È arcigno quasi a livelli Paolo Villaggio, il buon Mark Kozelek. Giunto nel nostro paese per quattro date soliste in supporto del suo nuovo e sesto disco come Sun Kil Moon, Benji, Kozelek si sente pienamente in diritto di gestire il suo spazio, il suo pubblico e la sua carriera esattamente come vuole, senza preoccuparsi troppo delle reazioni di chi guarda, o scrive, o ascolta. E allora ciò che ne esce è uno spettacolo nello spettacolo – da un lato la terrificante bellezza dei rendimenti per chitarra classica delle sue canzoni, dall’altro l’ilarità e il leggero bruciore che lasciano i suoi commenti tra un pezzo e l’altro.

“È facile per voi, lì seduti a bere la vostra kool-aid e a mangiare il vostro cous cous. Non dovete mica stare sul palco”. Risate, qualche applauso, molti sorrisi. “Ieri ho suonato in una città di campagna del cazzo (fucking farmtown, dice), Ravenna… E qua a Milano avete delle ragazze, volevo complimentarmi con voi! Siete anche molto più giovani del mio pubblico medio.

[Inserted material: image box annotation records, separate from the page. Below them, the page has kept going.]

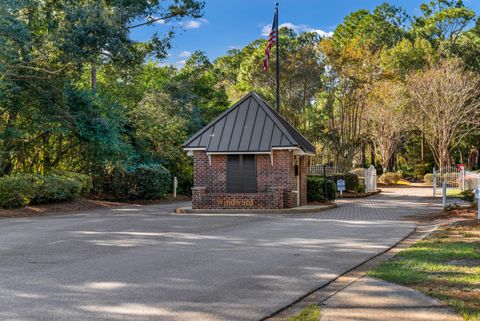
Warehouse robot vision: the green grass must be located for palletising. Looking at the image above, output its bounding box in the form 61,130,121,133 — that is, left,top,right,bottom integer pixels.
369,225,480,321
288,304,320,321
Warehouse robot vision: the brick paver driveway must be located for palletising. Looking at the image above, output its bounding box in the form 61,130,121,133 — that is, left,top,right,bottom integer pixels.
0,189,439,321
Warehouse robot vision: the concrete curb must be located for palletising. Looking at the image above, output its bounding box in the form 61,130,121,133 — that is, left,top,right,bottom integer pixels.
260,219,468,321
337,189,382,199
175,203,337,214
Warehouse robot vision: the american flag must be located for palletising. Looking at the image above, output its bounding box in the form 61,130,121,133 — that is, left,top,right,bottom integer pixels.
263,10,278,71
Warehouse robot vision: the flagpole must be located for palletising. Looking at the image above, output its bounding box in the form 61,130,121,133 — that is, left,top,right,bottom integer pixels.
275,1,280,113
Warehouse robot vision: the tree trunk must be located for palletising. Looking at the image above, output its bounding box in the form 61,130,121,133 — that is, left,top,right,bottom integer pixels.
370,143,375,166
90,64,97,91
360,141,367,168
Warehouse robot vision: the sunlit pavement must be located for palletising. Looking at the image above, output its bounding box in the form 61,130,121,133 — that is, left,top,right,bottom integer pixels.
0,188,440,321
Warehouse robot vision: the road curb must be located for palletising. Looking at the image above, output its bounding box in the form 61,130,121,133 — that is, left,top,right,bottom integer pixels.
259,219,465,321
175,203,337,214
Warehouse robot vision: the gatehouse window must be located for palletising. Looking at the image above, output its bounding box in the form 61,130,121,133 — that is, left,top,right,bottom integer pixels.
227,154,257,193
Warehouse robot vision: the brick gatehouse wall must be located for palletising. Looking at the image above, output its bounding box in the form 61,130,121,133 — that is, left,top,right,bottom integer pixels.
192,150,307,209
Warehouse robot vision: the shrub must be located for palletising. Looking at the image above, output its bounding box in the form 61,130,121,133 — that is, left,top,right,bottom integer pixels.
50,170,93,195
307,176,337,202
94,163,171,199
413,164,431,178
357,184,365,193
128,164,172,199
329,173,360,191
0,174,35,208
460,189,475,204
464,176,480,190
0,172,91,208
350,168,365,177
31,174,81,204
379,172,403,185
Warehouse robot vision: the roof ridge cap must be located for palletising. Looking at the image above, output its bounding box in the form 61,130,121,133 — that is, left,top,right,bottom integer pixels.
252,91,299,146
182,91,254,147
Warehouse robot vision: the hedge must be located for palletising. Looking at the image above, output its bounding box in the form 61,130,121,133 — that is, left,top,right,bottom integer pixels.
0,172,92,208
328,173,360,192
307,176,337,202
95,163,172,199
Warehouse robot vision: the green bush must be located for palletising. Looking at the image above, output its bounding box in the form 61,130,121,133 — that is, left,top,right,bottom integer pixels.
357,184,365,193
378,172,403,185
329,173,360,191
94,163,172,199
307,176,337,202
460,189,475,204
0,174,35,208
128,164,172,199
0,172,91,208
50,170,93,195
350,168,365,177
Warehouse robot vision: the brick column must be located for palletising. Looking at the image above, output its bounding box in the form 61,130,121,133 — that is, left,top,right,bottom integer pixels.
270,187,285,209
192,186,207,209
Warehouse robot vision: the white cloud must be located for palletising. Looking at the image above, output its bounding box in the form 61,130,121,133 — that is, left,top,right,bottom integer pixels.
178,50,192,58
262,22,333,37
180,18,208,29
175,60,187,67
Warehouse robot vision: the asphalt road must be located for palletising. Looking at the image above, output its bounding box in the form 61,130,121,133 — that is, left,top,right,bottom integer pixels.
0,190,442,321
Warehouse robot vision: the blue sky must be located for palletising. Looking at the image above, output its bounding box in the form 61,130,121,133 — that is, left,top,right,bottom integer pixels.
128,0,480,67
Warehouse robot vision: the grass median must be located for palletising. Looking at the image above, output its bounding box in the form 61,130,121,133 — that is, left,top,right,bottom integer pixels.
369,222,480,321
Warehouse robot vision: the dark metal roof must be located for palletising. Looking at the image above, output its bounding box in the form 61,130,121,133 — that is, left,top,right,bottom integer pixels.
183,91,315,154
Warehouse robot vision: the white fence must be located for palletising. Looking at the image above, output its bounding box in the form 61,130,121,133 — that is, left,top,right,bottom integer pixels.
433,166,480,196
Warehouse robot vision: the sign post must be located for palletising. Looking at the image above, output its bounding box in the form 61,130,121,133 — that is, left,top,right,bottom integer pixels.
475,186,480,222
337,179,345,197
173,176,178,199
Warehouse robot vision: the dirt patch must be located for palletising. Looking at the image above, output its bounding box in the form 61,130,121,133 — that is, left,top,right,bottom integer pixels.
0,195,190,218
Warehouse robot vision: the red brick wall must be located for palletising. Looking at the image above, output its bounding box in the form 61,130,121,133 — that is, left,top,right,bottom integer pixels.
300,156,308,205
193,151,227,193
193,150,307,209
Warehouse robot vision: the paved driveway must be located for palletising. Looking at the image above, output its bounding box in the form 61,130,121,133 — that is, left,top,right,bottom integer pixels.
0,189,438,321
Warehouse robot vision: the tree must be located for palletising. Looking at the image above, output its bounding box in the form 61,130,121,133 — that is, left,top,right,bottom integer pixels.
366,81,409,173
321,39,381,170
408,59,480,168
413,0,475,48
214,28,324,133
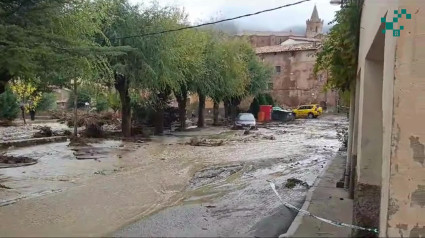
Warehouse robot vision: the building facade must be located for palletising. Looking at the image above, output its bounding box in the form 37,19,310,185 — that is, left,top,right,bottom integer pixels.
251,6,338,108
346,0,425,237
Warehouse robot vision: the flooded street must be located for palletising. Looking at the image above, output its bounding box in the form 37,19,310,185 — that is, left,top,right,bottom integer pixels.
114,115,345,237
0,115,347,237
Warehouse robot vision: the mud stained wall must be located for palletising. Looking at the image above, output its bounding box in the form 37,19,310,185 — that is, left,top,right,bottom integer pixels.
352,183,381,237
387,0,425,237
259,50,337,107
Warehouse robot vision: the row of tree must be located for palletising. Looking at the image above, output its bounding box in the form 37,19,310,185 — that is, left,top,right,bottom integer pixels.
0,0,272,136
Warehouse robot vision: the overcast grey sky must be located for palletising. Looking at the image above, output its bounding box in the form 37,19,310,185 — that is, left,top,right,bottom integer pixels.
130,0,339,31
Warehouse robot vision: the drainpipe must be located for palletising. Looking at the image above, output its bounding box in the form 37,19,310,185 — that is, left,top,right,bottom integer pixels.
344,80,356,189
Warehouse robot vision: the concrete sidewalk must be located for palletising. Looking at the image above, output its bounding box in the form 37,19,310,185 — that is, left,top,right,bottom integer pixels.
285,152,353,237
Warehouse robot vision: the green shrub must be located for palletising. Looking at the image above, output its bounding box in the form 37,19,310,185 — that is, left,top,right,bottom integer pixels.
264,93,274,106
108,93,121,112
96,95,109,112
0,88,20,120
68,88,91,108
36,93,57,111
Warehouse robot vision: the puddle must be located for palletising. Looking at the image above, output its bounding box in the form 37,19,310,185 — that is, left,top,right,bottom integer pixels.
0,140,131,206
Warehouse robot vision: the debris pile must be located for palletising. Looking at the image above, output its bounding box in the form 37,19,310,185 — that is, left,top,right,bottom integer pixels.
188,137,224,146
34,126,53,138
285,178,310,189
336,127,348,148
0,155,37,168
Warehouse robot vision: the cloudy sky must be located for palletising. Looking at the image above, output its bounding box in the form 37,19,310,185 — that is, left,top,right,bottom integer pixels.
130,0,339,31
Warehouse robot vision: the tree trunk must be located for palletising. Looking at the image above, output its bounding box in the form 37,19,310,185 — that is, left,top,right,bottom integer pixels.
155,107,164,135
176,90,187,130
213,100,220,126
155,88,173,135
30,110,35,121
0,71,12,94
224,100,230,119
115,73,131,137
21,106,27,125
230,98,241,122
74,79,78,138
198,92,205,127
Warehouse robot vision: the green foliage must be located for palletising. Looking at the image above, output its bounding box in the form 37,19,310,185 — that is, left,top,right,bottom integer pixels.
0,0,117,91
95,95,109,112
314,1,362,91
0,88,20,120
36,93,57,111
264,93,275,106
107,92,121,112
68,87,93,109
249,97,260,118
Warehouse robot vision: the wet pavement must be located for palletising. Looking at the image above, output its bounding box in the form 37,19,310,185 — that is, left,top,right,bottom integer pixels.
0,115,347,237
113,117,346,237
0,140,140,207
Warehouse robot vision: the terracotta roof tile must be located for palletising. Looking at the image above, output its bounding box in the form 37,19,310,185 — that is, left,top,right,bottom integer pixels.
255,43,319,54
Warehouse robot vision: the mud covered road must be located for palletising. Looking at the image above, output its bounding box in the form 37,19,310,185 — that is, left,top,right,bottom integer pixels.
0,115,347,237
114,114,345,237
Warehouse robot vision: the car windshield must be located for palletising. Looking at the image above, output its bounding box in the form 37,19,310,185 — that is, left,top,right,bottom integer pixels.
238,114,255,121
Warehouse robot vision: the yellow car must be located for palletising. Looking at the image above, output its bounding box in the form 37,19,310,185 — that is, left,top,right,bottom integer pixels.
293,104,323,119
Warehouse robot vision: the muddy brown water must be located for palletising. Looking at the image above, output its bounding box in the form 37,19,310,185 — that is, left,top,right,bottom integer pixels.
0,140,131,206
113,117,346,237
0,117,347,237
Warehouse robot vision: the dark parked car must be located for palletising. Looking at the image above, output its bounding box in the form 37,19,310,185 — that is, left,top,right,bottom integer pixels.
272,107,295,122
234,113,257,129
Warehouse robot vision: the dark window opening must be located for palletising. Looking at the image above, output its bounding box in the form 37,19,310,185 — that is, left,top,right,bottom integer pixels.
267,82,273,90
275,66,281,74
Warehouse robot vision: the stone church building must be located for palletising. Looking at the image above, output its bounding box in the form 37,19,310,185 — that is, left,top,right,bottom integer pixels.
243,6,338,109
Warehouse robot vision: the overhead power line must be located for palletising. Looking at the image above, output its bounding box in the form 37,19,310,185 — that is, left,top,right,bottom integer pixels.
114,0,311,39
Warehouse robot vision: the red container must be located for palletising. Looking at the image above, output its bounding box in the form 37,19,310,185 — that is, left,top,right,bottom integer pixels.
260,105,273,122
257,112,264,122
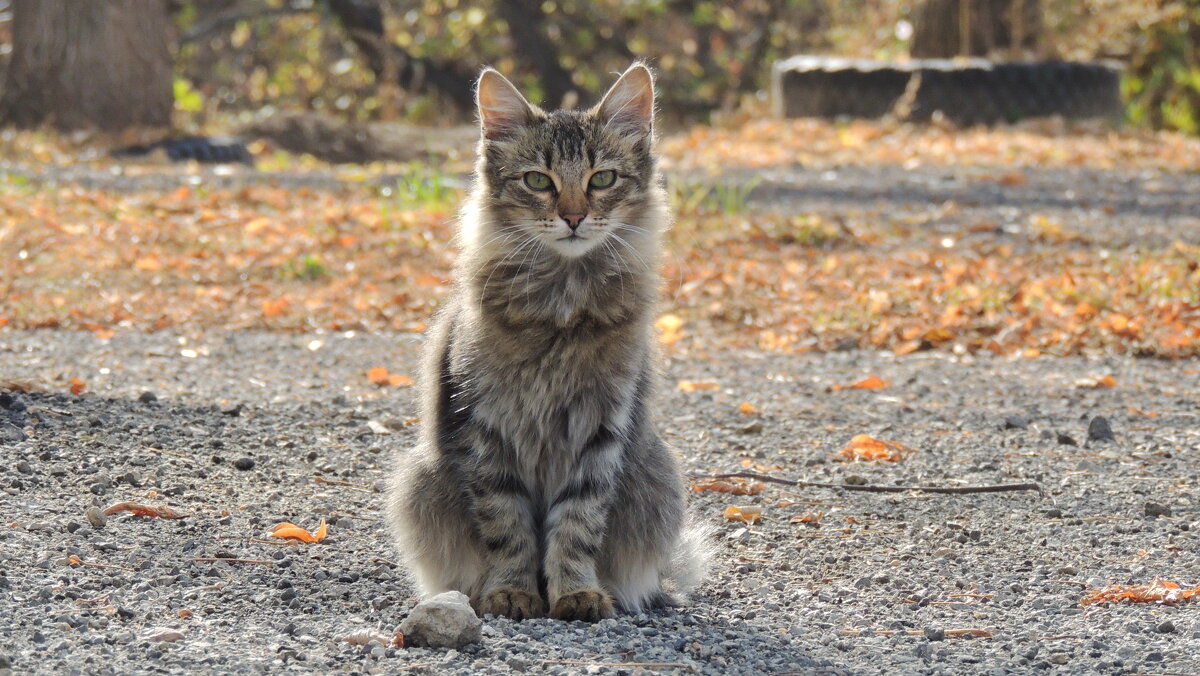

Qualche giorno fa ho suonato a Ghent per una platea di cinquantenni del cazzo”. Tutto questo, però, senza scadere nella rudezza eccessiva – se non magari quando si mette a sgridare qualcuno della prima fila per i continui sussurri: “Che senso ha mettersi in prima fila per sussurrare? Fate ciò che volete, ma fatelo in fondo al locale. Va bene?”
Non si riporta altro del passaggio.